Major strengths of this study are its population-base and its use of prospectively collected data on drug exposure and pathology. Pharmacy records are more complete and more reliable than medical records or patient interviews, thereby avoiding recall bias (Paganini-Hill and Ross, 1982). It has been shown that computerised pharmacy records are a reliable source of true current drug exposure (Lau et al, 1997), and that any misclassification is nondifferential, leading to underestimation of the true effect, rather than the reverse, in pharmaco-epidemiological studies (Lau et al, 1997). We considered information about glioma diagnosis to be reliable since several sources were combined, including PALGA, which is not only used for research purposes but for daily patient care. Detection bias seems unlikely as gliomas will almost always become symptomatic, regardless of medical surveillance. We therefore did not adjust for the effect of medical attention due to comorbidity, but did adjust for gender, age, duration of follow-up and geographical region. Because the PHARMO database does not contain information on lifestyle variables, we were not able to adjust for obesity, smoking or alcohol use. However, we do not expect this to be a problem since none of these factors has been associated with glioma (Wrensch et al, 2002).

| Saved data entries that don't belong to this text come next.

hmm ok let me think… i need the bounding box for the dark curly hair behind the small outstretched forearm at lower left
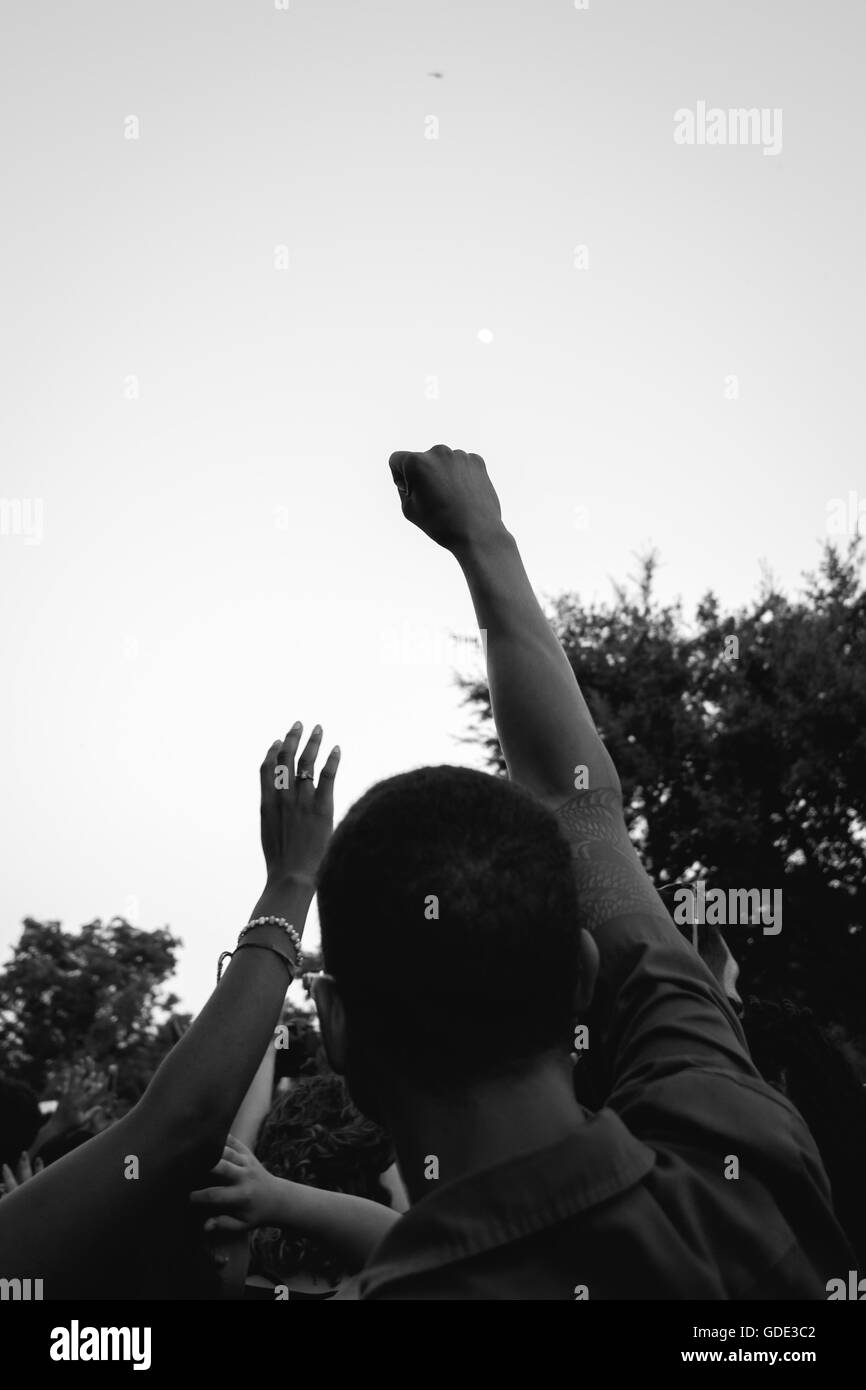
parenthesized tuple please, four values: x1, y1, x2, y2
(250, 1074, 395, 1283)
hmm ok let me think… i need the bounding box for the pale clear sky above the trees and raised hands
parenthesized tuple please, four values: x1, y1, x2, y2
(0, 0, 866, 1011)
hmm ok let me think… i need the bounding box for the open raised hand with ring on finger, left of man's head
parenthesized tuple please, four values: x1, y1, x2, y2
(261, 723, 341, 884)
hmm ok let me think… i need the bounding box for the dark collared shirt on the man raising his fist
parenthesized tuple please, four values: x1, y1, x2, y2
(360, 913, 852, 1300)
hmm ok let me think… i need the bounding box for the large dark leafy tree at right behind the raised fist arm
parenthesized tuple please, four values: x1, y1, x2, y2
(460, 539, 866, 1052)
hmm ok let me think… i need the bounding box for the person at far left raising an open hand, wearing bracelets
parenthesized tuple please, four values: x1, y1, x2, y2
(0, 723, 339, 1300)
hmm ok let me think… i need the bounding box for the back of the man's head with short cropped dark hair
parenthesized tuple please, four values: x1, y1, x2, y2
(316, 767, 595, 1115)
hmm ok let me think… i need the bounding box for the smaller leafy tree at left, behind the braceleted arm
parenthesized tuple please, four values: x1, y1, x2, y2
(0, 917, 189, 1116)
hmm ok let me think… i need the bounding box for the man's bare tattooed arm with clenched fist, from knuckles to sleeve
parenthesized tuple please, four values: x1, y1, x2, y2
(391, 446, 667, 928)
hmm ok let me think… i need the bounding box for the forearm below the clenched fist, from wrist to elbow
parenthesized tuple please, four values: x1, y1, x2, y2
(455, 527, 620, 803)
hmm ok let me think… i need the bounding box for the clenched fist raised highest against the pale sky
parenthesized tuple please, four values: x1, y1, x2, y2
(388, 443, 502, 550)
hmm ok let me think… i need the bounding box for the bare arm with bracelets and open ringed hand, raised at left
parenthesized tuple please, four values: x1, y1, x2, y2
(0, 726, 338, 1298)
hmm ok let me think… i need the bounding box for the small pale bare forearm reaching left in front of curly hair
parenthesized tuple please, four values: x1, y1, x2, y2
(268, 1177, 399, 1272)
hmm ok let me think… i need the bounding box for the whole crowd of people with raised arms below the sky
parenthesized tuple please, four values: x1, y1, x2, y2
(0, 446, 866, 1301)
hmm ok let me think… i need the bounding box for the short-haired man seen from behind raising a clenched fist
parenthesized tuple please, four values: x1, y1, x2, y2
(304, 446, 852, 1300)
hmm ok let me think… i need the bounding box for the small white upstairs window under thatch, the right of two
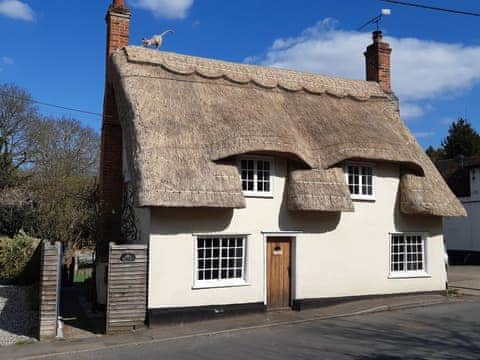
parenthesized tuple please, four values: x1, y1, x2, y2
(346, 164, 375, 199)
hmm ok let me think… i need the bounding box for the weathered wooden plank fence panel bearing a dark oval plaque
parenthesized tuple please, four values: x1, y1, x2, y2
(106, 243, 148, 334)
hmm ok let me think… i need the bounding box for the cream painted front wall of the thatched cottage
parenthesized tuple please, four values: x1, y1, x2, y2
(149, 159, 446, 308)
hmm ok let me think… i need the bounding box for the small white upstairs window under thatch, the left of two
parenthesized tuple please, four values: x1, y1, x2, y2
(239, 158, 272, 196)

A potential problem is that the duration of observation might have been too short to study the influence of AHD on glioma risk, possibly leading to an underestimation of risk. Furthermore, we studied five categories of AHD, based on the main mode of action. Within these categories, however, drugs can have different modes of action. For instance, ACE inhibitors and angiotensin II inhibitors are both classified in ATC group C09, but might differ in their ability to induce or promote glioma. The numbers of cases were too small to analyse these AHD separately. Similarly, for the group of miscellaneous AHD, numbers of cases were too small to draw conclusions.

In conclusion, a causal association between AHD and glioma seems unlikely, although we cannot exclude the possibility that AHD modify the occurrence of glioma. Both overall exposure and exposure to subgroups of AHD could not be clearly related to a higher risk of glioma. Some associations disappeared in the sensitivity analyses, indicating that hypertension might be a prodromal sign of glioma.